The experiment, called the Gamma-ray Burst Localizing Instrument (GALI) and developed by Profs. Ehud Behar and Shlomit Tarem of Technion-Israel Institute of Technology, is one of the 35 experiments being taken by Israeli astronaut Eitan Stibbe to the International Space Station (ISS) for the Rakia mission.

What is gamma-ray radiation? Where does it come from?

Also known as γ-rays, gamma-ray radiation can originate from a number of sources, such as radioactive decay, lightning strikes or artificial fission reactions.

But gamma radiation differs from other kinds of radiation.

 Artist’s impression of the quasar 3C 279. (credit: Wikimedia Commons) Artist’s impression of the quasar 3C 279. (credit: Wikimedia Commons)

Of the many types of waves that exist, there are a few kinds of radiation, these include ultraviolet (UV) and X-rays, both of which are visible on the electromagnetic spectrum. 
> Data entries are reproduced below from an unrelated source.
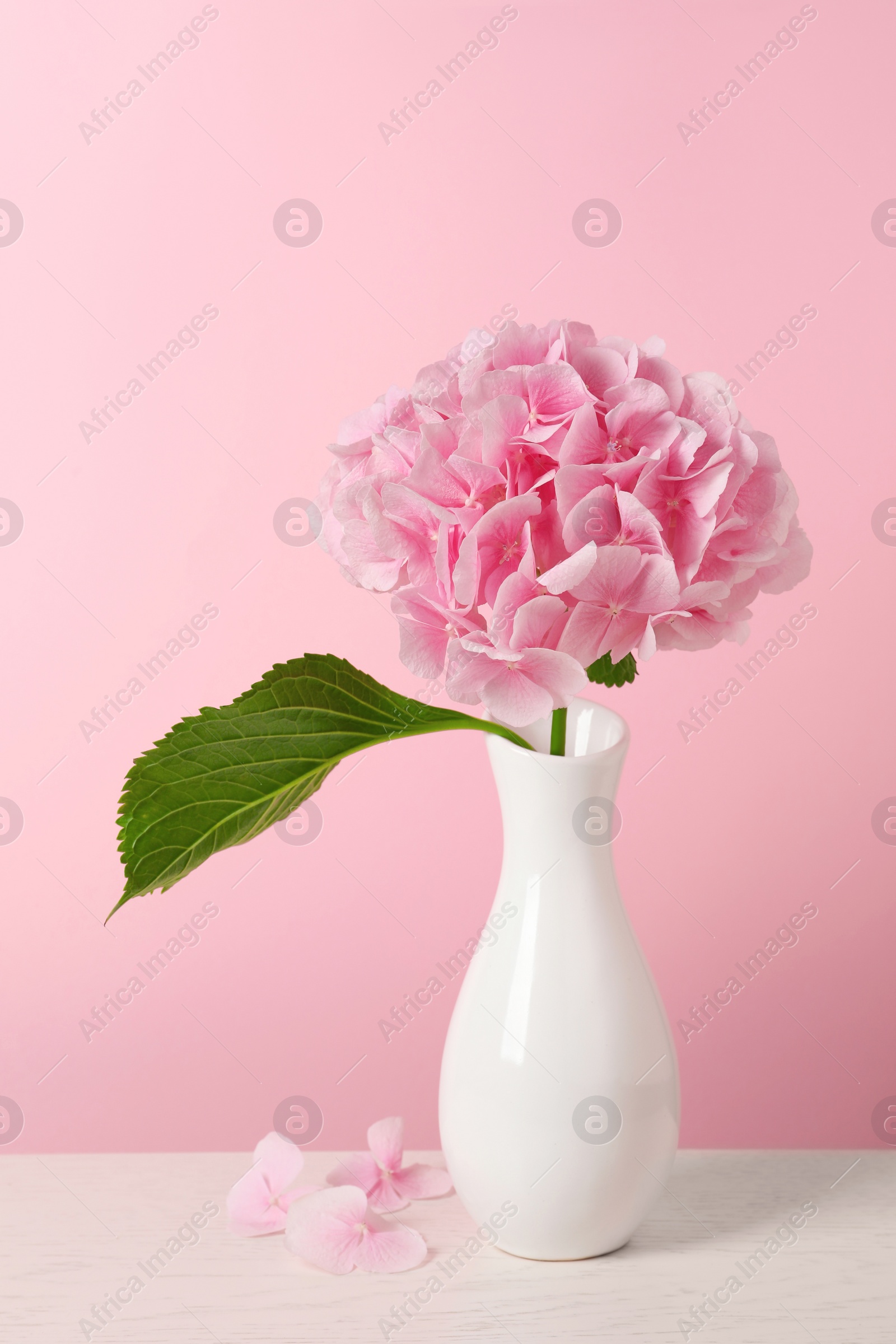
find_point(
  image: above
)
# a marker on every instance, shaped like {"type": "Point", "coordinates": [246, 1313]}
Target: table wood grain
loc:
{"type": "Point", "coordinates": [76, 1229]}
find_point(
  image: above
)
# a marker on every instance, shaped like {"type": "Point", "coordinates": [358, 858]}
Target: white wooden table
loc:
{"type": "Point", "coordinates": [74, 1230]}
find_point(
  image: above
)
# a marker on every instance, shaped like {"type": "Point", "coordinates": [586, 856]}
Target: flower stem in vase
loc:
{"type": "Point", "coordinates": [558, 733]}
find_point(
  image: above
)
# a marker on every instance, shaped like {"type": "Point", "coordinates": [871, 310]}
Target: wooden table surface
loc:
{"type": "Point", "coordinates": [74, 1230]}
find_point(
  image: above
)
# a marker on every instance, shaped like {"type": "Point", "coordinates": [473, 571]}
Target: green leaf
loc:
{"type": "Point", "coordinates": [222, 777]}
{"type": "Point", "coordinates": [613, 674]}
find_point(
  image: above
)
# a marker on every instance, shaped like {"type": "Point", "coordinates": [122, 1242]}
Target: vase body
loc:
{"type": "Point", "coordinates": [559, 1089]}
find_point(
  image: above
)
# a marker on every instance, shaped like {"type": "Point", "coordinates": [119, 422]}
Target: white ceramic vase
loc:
{"type": "Point", "coordinates": [559, 1090]}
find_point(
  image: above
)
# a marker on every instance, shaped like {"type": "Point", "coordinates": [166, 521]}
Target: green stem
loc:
{"type": "Point", "coordinates": [558, 733]}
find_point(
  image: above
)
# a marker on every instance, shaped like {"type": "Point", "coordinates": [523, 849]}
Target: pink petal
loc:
{"type": "Point", "coordinates": [359, 1170]}
{"type": "Point", "coordinates": [386, 1140]}
{"type": "Point", "coordinates": [555, 390]}
{"type": "Point", "coordinates": [280, 1160]}
{"type": "Point", "coordinates": [585, 441]}
{"type": "Point", "coordinates": [514, 699]}
{"type": "Point", "coordinates": [534, 623]}
{"type": "Point", "coordinates": [422, 1182]}
{"type": "Point", "coordinates": [601, 368]}
{"type": "Point", "coordinates": [389, 1248]}
{"type": "Point", "coordinates": [519, 346]}
{"type": "Point", "coordinates": [250, 1211]}
{"type": "Point", "coordinates": [257, 1203]}
{"type": "Point", "coordinates": [571, 572]}
{"type": "Point", "coordinates": [327, 1228]}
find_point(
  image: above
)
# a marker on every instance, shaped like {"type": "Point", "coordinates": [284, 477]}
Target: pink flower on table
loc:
{"type": "Point", "coordinates": [615, 603]}
{"type": "Point", "coordinates": [379, 1174]}
{"type": "Point", "coordinates": [338, 1231]}
{"type": "Point", "coordinates": [260, 1201]}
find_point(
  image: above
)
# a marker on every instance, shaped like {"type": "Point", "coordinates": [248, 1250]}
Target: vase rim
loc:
{"type": "Point", "coordinates": [585, 717]}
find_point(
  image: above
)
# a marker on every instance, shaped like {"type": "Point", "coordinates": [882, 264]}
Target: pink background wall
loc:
{"type": "Point", "coordinates": [170, 209]}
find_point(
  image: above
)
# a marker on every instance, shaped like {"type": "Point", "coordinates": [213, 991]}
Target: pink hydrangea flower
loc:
{"type": "Point", "coordinates": [338, 1231]}
{"type": "Point", "coordinates": [523, 459]}
{"type": "Point", "coordinates": [260, 1201]}
{"type": "Point", "coordinates": [379, 1174]}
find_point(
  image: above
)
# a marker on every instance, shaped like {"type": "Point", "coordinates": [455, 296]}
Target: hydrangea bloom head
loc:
{"type": "Point", "coordinates": [553, 499]}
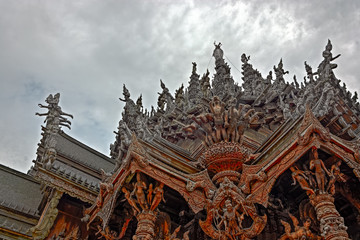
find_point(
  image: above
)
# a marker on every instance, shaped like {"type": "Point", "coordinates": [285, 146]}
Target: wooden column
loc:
{"type": "Point", "coordinates": [332, 225]}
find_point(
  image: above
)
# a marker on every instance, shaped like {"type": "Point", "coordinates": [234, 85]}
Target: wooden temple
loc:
{"type": "Point", "coordinates": [265, 160]}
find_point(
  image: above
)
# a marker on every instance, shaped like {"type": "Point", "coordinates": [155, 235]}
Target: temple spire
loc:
{"type": "Point", "coordinates": [223, 83]}
{"type": "Point", "coordinates": [194, 89]}
{"type": "Point", "coordinates": [55, 118]}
Every type of wave has a wavelength, but of those, gamma rays tend to have the shortest, while also having the highest amount of photon energy.

Further, they are very dangerous. As a type of ionizing radiation, gamma rays are hazardous to human life. Indeed, they can easily pass through the human body and from many forms of radiation protection. Even mirrors are unable to reflect them.

A large amount of gamma-ray radiation comes from space. But how exactly do they form in space? 

This has often been unclear and disputed. Some have pointed to pulsars, large neutron stars that produce beams of radiation, and others point to quasars, an active supermassive black hole-powered galactic nucleus.

Others suggest it could happen when a star collapses, which would form a massive burst of energy and elements known as a supernova.

It was also widely thought that short gamma-ray bursts originate when two neutron stars merge together, which would also cause a massive explosion. But this has only ever been identified as happening once before, back in 2017.

 Artistic depiction of two neutron stars merging. (credit: Wikimedia Commons) Artistic depiction of two neutron stars merging. (credit: Wikimedia Commons)

Scientists need a new way to detect the origins of gamma-ray bursts. And that is where GALI comes in.

The GALI experiment is a detector with hundreds of small crystals arranged in a 3D pattern. The relative signal received in each crystal will allow astronomers to reconstruct when this kind of eruption happens and track the location.

In simpler terms, when an explosion from the collapsing of a star causing a supernova or the merging of neutron stars happens, GALI will help tell us where it happened. 

"Our instrument is based on a compact arrangement of many very small scintillators that, depending on the direction of the gamma rays, hide each other so that each one gets a different number of photons," Tarem explained.

As explained by Technion PhD student Roi Rahin, this is all made possible by using silicon photomultipliers, though they have yet to be tested in space before.

Why identify gamma-ray burst origins?

Identifying the explosions that are the origins of gamma-ray bursts is important for several reasons. 

Firstly, identifying the explosions could lead to us learning more about the bursts themselves.

"A big success would be if we learned something new about gamma-ray bursts and their underlying causes, thereby learning something new about the universe we live in," Tarem said. 

However, identifying the source of explosions could also help study more about this source itself, rather than just gamma-ray bursts.

According to Tarem, identifying the sources will let astronomers direct telescopes to properly observe the explosion. Then, they could study it and link it to other events, such as gravitational waves, which are also released by these explosions.

But its potential applications aren't just limited to space.

"We found out that the system we developed is also interesting to people outside the world of astrophysics," Behar explained.

"Our collaborators in the Nuclear Researcher Center Negev, for example, want reliable and accurate systems that detect radioactive sources from afar."

Essentially, these collaborators see GALI as a reliable and accurate system to detect radioactive sources from afar. With the right adjustments, GALI would be able to do just that.

In addition, it will also be able to provide information about what the source is that is emitting the radiation in the first place, which in turn can help plan the right kind of solution to the problem.

A joint US patent has been submitted on using GALI in this context.